The council could be bolder about progressive revenue options, too, Oliver said. Though they would need to run the policies through the legal department before proposing them, Oliver said they want to explore revenue options such as a progressive estate tax, raising the real estate excise tax, and augmenting the B&O tax to "be less impactful on small local businesses."

Homelessness

More progressive revenue options mean more ways to respond to homelessness in a "midterm and long-term" way, Oliver said. "We can focus on getting more hotel rooms, more transitional support, more tiny house villages, and more housing," Oliver said.

Speaking of homelessness strategies, Oliver is opposed to the proposed Compassion Seattle charter amendment, which would codify a homelessness response into Seattle's constitution. The amendment does not include a funding source and aims to build 2,000 units of emergency or permanent supportive housing within a year after voters approve the measure. Oliver said those priorities are not "commensurate" to the crisis at hand, since over 3,000 people are living unsheltered, according to the annual Seattle/King County Point-in-Time count.

"The fact that this is a charter amendment should give everyone pause, because it does not allow flexibility as things shift," Oliver said. "It would also put sweeps into our charter and require a consistent police presence and involvement as it relates to homelessness."

Transportation

On transportation, Oliver said that they would examine the failures of the 2015 Move Seattle levy, which was supposed to build sidewalks, rapid bus lines, and bike lanes throughout the city. Seattle still hasn't fully implemented the levy, and Oliver said voters may need to vote on it again.

A robust transportation system is necessary as Seattle becomes serious about implementing its Green New Deal, Oliver said, lamenting the wildfire smoke that blotted out the sun last year.

They also want to incentivize transit use by creating universal free transit.

"All of these issues are deeply interconnected," Oliver said, citing access to housing, transportation, as well as good healthcare and affordable childcare. Together, Oliver's platform creates their ideal vision of true public safety, they added.

But is Seattle ready for the "transformational change" Oliver is proposing?

Will the voters turn out?

Back in 2017's mayoral primary, even though Oliver won more precincts than Moon, they received fewer votes mostly because new voters didn't turn out.
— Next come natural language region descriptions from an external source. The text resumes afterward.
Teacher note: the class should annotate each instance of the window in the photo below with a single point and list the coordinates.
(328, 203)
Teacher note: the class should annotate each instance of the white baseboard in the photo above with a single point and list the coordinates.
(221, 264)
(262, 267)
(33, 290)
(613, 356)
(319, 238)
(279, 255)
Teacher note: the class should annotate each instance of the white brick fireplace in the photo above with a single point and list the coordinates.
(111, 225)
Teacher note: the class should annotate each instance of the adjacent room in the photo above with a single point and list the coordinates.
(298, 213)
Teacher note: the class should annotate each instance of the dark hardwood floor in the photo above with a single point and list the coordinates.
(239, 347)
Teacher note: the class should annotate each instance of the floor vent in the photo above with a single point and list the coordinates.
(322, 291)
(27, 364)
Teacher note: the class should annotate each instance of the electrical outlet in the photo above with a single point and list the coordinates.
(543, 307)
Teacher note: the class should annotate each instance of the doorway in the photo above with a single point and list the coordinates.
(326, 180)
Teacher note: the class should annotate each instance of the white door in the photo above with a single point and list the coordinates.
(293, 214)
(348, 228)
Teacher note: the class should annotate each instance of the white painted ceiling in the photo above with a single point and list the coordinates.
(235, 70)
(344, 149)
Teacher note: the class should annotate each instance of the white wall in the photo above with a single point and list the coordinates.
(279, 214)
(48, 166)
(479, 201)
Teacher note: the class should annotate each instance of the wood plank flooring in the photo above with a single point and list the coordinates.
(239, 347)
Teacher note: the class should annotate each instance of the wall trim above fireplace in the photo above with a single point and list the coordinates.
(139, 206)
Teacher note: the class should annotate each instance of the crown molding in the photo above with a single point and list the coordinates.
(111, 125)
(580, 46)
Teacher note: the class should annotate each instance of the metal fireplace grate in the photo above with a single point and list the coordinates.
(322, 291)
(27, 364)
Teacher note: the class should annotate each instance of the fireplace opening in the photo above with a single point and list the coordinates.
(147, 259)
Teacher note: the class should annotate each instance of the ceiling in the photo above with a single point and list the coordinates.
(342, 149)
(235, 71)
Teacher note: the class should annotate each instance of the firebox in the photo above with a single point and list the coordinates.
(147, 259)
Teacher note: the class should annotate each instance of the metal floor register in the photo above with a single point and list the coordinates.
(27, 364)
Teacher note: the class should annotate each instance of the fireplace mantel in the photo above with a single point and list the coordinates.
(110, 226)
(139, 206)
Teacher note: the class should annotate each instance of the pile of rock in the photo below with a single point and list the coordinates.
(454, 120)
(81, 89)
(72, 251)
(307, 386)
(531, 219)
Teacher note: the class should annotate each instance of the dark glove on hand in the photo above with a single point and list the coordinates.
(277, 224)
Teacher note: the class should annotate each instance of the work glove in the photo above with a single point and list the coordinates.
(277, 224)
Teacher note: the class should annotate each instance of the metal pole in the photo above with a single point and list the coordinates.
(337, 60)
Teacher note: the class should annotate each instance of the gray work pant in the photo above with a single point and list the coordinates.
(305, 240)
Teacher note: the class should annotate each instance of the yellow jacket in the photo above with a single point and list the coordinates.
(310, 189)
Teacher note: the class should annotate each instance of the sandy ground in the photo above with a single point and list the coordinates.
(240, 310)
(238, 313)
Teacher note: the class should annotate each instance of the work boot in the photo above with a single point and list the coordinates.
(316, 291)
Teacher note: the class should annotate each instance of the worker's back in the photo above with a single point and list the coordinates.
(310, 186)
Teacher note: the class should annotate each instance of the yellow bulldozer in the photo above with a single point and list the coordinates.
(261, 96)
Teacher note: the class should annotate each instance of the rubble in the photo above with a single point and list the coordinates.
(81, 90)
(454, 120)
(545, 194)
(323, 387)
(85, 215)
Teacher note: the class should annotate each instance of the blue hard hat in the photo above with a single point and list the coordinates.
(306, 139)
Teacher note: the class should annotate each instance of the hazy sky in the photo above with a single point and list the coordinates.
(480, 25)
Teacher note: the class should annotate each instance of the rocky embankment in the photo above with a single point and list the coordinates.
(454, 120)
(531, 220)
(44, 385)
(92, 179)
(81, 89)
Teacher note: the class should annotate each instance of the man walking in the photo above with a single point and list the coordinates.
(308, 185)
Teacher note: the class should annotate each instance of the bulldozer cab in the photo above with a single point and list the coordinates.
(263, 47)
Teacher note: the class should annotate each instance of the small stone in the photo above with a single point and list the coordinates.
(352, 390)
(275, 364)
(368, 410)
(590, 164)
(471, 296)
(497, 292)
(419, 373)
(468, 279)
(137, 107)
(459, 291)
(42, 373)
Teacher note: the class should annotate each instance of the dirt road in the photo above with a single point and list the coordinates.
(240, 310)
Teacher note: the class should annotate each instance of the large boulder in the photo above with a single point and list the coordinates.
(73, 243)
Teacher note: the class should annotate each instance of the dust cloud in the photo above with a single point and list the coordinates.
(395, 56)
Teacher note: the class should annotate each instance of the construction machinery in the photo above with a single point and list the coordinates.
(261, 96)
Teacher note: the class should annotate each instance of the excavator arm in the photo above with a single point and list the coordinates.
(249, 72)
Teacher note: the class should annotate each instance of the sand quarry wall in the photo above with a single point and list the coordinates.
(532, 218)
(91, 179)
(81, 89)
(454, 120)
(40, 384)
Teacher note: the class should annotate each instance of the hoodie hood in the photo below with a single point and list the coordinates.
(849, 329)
Just about 40% of Seattleites voted in 2017, with younger voters only making up 23% of the electorate, according to the Seattle Times.

"Seattle has grown," Oliver said.

Largely because of COVID-19, the city's views around issues of housing affordability, affordable childcare, and universal health care are different than they were in 2017, Oliver said.
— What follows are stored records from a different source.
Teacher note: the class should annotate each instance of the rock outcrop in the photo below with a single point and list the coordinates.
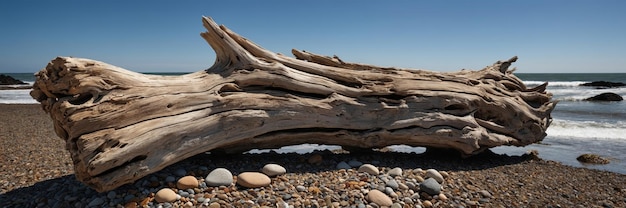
(608, 96)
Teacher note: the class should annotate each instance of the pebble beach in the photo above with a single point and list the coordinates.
(37, 172)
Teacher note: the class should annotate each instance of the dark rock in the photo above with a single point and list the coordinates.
(604, 84)
(608, 96)
(593, 159)
(8, 80)
(430, 186)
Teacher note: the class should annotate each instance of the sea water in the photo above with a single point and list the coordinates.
(578, 126)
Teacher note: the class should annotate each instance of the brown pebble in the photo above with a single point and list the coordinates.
(442, 197)
(187, 182)
(253, 180)
(130, 205)
(315, 159)
(165, 195)
(379, 198)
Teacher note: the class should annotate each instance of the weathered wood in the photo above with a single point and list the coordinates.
(120, 125)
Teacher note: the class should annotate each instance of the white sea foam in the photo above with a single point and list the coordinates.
(16, 97)
(555, 83)
(588, 130)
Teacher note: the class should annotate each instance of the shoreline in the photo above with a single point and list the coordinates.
(36, 170)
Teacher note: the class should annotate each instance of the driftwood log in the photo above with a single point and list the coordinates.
(120, 125)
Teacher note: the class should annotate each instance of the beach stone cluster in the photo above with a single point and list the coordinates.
(365, 185)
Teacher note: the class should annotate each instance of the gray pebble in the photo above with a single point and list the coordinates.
(389, 190)
(95, 202)
(300, 188)
(286, 196)
(432, 173)
(111, 194)
(129, 197)
(430, 186)
(485, 194)
(219, 177)
(411, 185)
(343, 165)
(393, 184)
(402, 186)
(368, 168)
(180, 172)
(355, 163)
(395, 172)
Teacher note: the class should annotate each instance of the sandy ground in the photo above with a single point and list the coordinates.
(36, 171)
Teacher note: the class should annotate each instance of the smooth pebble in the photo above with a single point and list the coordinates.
(379, 198)
(165, 195)
(354, 163)
(432, 173)
(430, 186)
(368, 168)
(343, 165)
(253, 180)
(187, 182)
(395, 172)
(180, 172)
(219, 177)
(273, 170)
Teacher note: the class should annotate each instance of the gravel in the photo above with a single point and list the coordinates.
(36, 171)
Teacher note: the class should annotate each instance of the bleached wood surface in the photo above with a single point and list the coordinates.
(120, 125)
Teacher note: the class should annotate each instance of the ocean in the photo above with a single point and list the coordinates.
(578, 126)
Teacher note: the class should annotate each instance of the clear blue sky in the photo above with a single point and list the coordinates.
(557, 36)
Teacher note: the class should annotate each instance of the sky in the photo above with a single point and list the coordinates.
(556, 36)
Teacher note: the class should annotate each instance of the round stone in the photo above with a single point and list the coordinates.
(392, 184)
(395, 172)
(315, 159)
(96, 202)
(430, 186)
(432, 173)
(165, 195)
(219, 177)
(443, 197)
(187, 182)
(343, 165)
(300, 188)
(354, 163)
(485, 194)
(170, 179)
(367, 168)
(253, 180)
(379, 198)
(273, 170)
(180, 172)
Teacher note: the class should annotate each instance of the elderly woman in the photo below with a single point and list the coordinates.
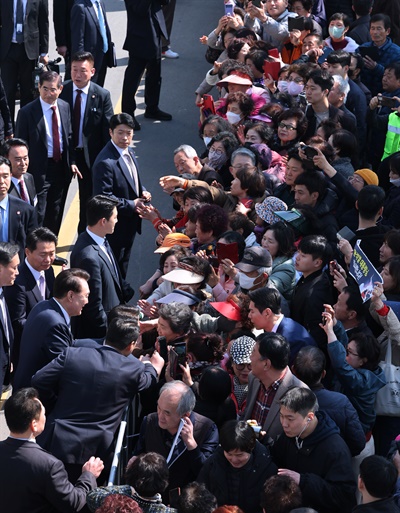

"That allows a candidate such as myself that reflects deep solutions for greater systemic change to have more traction, but also more nuanced conversations with those who are voting," they added.

Another development this year is that the Seattle Chamber of Commerce will no longer be endorsing or funding candidates. Oliver said they don't think this has "an impact one way or another."

Since "corporate-backed candidates were largely defeated in 2019," Oliver sees the Chamber's decision as "evidence that the city is ready for representation built more on people-powered campaigns."

Even though they entered the council race just over a month ago, Oliver is leading their opponents in funding with over $116,900 raised so far.